La gente sigue siempre a “los santos”, porque en los santos hay mucho de verdad, de vida y de bien. Con más motivo en Cristo. Esto lo percibían las gentes de un modo inmediato, profundo. Por eso le seguían.
“Vio Jesús el gentío, le dio lástima y curó a los enfermos”. Tenemos que convencernos de que esto “le sigue pasando al Señor en el cielo”: nos ve (hoy y ahora) y, a veces, le damos lástima al ver nuestras enfermedades.
El Señor va a hacer un milagro, que es dar de comer a cinco mil hombres más mujeres y niños y lo que le va a mover a hacer esto es sencillamente que “le dio lástima”.

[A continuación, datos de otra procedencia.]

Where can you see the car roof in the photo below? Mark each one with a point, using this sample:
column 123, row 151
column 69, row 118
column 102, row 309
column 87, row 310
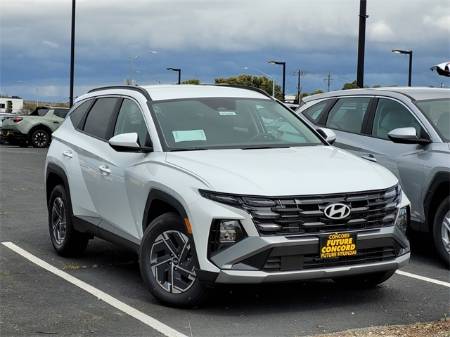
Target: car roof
column 416, row 93
column 182, row 91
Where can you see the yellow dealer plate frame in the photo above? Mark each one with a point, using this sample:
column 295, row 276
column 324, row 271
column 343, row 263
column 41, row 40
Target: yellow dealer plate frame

Esto nos lleva a adentrarnos en el corazón del Señor. A veces pensamos que lo que Jesús quiere de nosotros es algo así como exigirnos, mortificarnos, contradecirnos; en una palabra, hacérnoslo pasar mal. Nada más lejos de la realidad. “Si conocieras el don de Dios” le dice el Señor a la mujer del pozo de Jacob a la que acaba de pedirle agua, “serías tú la que me pediría de beber y yo te daría un agua que salta hasta la vida eterna”, concluye en esa misma conversación. Por eso Benedicto XVI decía: “¡no tengáis miedo de Cristo! Él no quita nada, lo da todo. Quien se da a Él, recibe el ciento por uno”.
¡Hay tantos ejemplos del Señor en el Evangelio en los que se refleja la bondad, la misericordia del Señor! Se podrá alegar que también hay momentos duros en los que Jesús se muestra enérgico y nada condescendiente. Sí, pero vale la pena fijarse cuales son esos momentos. Por ejemplo, se enfada cuando convierten el templo en un mercado, donde, en lugar de ir a rezar (“la casa de mi padre es casa de oración”), se dedican a hablar y negociar; otro momento podría ser cuando les increpa a los Fariseos llamándoles “raza de víboras”, porque a Jesús le repugna la doblez, la sinuosidad de la mentira y de la falsedad.
¿Por qué observamos estas dos actitudes en Cristo?, porque Jesucristo que es Maestro, ha querido dejarnos una enseñanza clara: Cristo tiene corazón misericordioso con quien lucha, con quien, si peca, se arrepiente y vuelve a empezar de nuevo con nuevas fuerzas, ama a quien se esfuerza por rezar unas veces con éxito, otras con fracaso, etc. Con quienes van por la vida así, aunque sus pecados hayan sido grandes, Dios les da entrada en su corazón y, al final de sus vidas, el Cielo.
Pero aquellos que maltratan a los demás, que se comportan con incredulidad, abandono de sus deberes con la familia, y, lo peor, no se arrepienten, son mentirosos y crueles… necesariamente, el Señor, que tiene que ser juez, será ecuánime y justo y, si procede, severo; tendrá que condenar, forzosamente, ese tipo de acciones.
Pidamos a la Virgen que “tenga misericordia de nosotros”. Si nuestra súplica es sincera y con ánimo de mejorar, su Hijo escuchará nuestras peticiones.